Convicted killer Larry Swearingen wins reprieve from Wednesday execution
CONROE, Texas (AP) — The Texas Court of Criminal Appeals halted the scheduled Wednesday execution of a man convicted of abducting and strangling a Montgomery County college student eight years ago.

The punishment for Larry Swearingen, 35, was put off late Tuesday so questions about evidence used against him at his capital murder trial can be reviewed, lawyers said.

Swearingen's attorneys had appealed in the state and federal courts, arguing the presence of specific insects from the site where 19-year-old Melissa Trotter's body was found in the Sam Houston National Forest disputes prosecutors' insistence and evidence that Swearingen killed her.

"The insect evidence is powerful proof that Ms. Trotter died when Mr. Swearingen was in the custody of Montgomery County police," his appeal said.

Montgomery County prosecutors had opposed the request but acknowledged because of the short time until Swearingen was to have died, the appeals court needed more information and stopped the punishment.

Story continues



"At some point, once they get that information, the execution can be reset as long as they don't find any problems," Marc Brumberger, an assistant district attorney in Montgomery County, said.

James Rytting, one of Swearingen's lawyers, said the case would be returned to the trial court.

"It is good," Rytting said Tuesday. "He doesn't die tomorrow."
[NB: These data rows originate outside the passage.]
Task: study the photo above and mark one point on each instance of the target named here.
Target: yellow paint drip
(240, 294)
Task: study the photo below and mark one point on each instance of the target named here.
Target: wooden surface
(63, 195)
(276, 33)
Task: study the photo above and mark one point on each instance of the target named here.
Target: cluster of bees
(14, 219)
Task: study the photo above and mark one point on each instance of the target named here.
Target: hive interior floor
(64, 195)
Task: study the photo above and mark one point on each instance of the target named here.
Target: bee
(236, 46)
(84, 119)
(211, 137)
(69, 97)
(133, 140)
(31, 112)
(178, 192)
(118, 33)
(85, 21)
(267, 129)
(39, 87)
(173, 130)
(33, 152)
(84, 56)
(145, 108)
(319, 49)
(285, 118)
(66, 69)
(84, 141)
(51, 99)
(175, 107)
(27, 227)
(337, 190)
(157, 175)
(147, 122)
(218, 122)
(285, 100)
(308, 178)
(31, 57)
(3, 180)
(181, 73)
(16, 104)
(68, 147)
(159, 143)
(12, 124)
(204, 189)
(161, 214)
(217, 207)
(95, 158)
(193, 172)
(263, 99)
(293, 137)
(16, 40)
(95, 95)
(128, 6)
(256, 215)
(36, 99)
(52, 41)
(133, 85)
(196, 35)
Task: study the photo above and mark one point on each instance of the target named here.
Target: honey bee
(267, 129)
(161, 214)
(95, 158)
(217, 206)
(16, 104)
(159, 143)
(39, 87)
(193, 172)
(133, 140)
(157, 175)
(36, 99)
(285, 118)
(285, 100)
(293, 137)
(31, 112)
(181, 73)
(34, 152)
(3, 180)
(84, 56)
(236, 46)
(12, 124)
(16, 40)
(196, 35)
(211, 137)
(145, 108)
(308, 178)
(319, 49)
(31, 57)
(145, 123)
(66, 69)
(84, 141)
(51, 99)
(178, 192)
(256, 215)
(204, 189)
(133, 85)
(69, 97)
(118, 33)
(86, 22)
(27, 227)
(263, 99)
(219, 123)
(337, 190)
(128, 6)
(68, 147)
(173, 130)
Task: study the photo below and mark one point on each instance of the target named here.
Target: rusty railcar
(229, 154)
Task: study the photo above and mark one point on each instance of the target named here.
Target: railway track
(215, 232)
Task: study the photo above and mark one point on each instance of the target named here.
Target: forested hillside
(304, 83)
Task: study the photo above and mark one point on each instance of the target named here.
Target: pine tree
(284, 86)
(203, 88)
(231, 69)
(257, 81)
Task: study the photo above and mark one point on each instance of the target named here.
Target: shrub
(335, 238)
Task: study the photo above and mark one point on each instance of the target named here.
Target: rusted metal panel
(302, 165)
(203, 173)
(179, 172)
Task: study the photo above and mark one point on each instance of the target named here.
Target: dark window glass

Witnesses said Trotter left the campus library at Montgomery College on Dec. 8, 1998, with Swearingen, whom she met two days earlier outside a Lake Conroe marina.

Swearingen denied any involvement in the woman's slaying. He acknowledged seeing and speaking with Trotter at the college but "we parted ways, with her heading towards the cafeteria, and me going to the parking lot, never to see another again," he said on a Web site devoted to his innocence.

"I was in no position, literally, to have committed this crime, as I was in the county jail," he said.

Swearingen was arrested on outstanding warrants three days after Trotter was last seen. At his trial, he said Trotter left the campus that day with a man he didn't know.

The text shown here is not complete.